The problem: Lack of attention. The evidence: The site didn’t work well in Mozilla or Netscape, lots of underlined links everywhere to make reading confusing, messages on pages that did not fit content, links to pages still needing content, very austere, etc.

By the way, this is a good, old-line firm. I checked. So how could their website not reflect the quality of the firm. We come back to the problem (lack of attention), and how to fix it.

Websites, like everything else require constant attention. As standards and technology changes so will your users experience. The same can be said of collateral, the firm boilerplate, messaging standards, proposal language, and all of the other parts of the firm that touch clients and prospects. Designating ONE person to pay attention to all of these things could be the answer.

Hiring a marketing coordinator with just few years under his/her belt could have huge benefits with minimal cost.
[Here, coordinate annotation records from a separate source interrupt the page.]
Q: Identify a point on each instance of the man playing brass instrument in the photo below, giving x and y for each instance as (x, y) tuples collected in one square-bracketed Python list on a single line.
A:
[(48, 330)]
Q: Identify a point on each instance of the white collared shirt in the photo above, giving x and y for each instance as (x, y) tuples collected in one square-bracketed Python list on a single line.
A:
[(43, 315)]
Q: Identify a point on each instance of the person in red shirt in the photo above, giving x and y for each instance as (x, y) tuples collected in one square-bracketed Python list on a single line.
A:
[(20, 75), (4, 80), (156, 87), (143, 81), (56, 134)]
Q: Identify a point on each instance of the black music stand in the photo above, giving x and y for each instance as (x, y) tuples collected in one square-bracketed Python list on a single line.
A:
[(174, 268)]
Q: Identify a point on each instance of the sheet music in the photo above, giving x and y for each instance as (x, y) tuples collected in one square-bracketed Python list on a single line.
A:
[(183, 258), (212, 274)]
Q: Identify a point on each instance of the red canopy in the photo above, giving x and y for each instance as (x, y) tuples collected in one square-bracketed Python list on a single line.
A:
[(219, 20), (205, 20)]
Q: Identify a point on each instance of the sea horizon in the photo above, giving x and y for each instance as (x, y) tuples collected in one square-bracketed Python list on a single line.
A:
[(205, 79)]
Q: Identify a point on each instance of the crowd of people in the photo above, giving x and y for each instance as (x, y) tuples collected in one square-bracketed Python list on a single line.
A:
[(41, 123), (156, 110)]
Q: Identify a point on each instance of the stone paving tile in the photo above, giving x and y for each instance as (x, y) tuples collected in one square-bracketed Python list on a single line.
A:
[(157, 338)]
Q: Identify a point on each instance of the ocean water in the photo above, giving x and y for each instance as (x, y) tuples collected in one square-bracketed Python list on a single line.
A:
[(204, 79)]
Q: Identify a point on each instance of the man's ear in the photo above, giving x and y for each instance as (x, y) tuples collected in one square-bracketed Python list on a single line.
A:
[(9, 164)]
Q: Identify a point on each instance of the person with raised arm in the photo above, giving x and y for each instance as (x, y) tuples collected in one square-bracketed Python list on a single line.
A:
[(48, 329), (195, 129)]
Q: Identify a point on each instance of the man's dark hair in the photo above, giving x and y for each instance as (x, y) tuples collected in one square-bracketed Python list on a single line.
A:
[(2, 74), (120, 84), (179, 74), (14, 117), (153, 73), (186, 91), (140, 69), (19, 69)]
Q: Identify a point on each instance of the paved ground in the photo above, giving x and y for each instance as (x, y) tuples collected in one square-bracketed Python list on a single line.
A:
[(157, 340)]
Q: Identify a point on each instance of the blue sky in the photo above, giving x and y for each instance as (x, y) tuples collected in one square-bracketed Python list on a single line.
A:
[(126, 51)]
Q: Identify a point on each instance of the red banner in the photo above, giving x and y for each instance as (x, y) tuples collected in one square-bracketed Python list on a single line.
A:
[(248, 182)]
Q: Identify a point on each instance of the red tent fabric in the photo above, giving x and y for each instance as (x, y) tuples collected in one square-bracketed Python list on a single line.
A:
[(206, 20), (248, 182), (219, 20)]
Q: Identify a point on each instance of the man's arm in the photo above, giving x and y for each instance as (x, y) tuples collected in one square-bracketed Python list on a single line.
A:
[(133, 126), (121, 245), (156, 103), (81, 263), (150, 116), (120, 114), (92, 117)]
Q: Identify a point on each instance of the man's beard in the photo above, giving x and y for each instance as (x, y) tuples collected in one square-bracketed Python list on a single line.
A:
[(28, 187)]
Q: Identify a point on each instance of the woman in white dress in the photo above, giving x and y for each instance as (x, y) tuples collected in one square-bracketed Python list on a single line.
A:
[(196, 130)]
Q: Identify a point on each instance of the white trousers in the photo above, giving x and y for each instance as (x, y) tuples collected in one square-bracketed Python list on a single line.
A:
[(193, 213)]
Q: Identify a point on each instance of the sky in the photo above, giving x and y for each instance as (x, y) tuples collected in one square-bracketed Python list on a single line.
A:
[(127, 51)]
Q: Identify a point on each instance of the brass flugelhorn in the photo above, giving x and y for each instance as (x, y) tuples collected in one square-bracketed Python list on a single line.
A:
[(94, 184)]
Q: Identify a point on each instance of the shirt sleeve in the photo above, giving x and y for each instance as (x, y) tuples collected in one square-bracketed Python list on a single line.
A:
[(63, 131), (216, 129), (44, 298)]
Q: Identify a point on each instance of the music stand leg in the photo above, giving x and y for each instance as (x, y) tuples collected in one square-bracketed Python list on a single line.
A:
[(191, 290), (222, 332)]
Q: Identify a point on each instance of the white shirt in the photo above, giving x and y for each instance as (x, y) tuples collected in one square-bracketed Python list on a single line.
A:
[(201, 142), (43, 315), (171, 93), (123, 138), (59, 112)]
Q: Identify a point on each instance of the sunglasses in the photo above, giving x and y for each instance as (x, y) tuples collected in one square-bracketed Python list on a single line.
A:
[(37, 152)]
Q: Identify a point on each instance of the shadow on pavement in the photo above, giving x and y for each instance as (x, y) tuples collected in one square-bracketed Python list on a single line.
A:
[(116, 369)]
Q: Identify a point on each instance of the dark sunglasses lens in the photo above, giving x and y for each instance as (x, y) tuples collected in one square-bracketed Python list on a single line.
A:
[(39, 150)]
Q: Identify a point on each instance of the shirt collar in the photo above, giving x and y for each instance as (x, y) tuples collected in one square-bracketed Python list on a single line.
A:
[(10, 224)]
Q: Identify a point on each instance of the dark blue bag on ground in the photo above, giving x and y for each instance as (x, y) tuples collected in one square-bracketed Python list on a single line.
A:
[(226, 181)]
One person who spends his/her time focused on keeping all things marketing in balance and up-to-date. They don’t need to be the idea person, just the support that keeps all of the pieces in play. Having this central character will improve a firm’s ability to respond to RFPs, generate marketing/sales letters, coordinate team sales activities, and more.

So if you find yourself wondering what your choices are with regard to marketing, putting a coordinator in place could be a great start.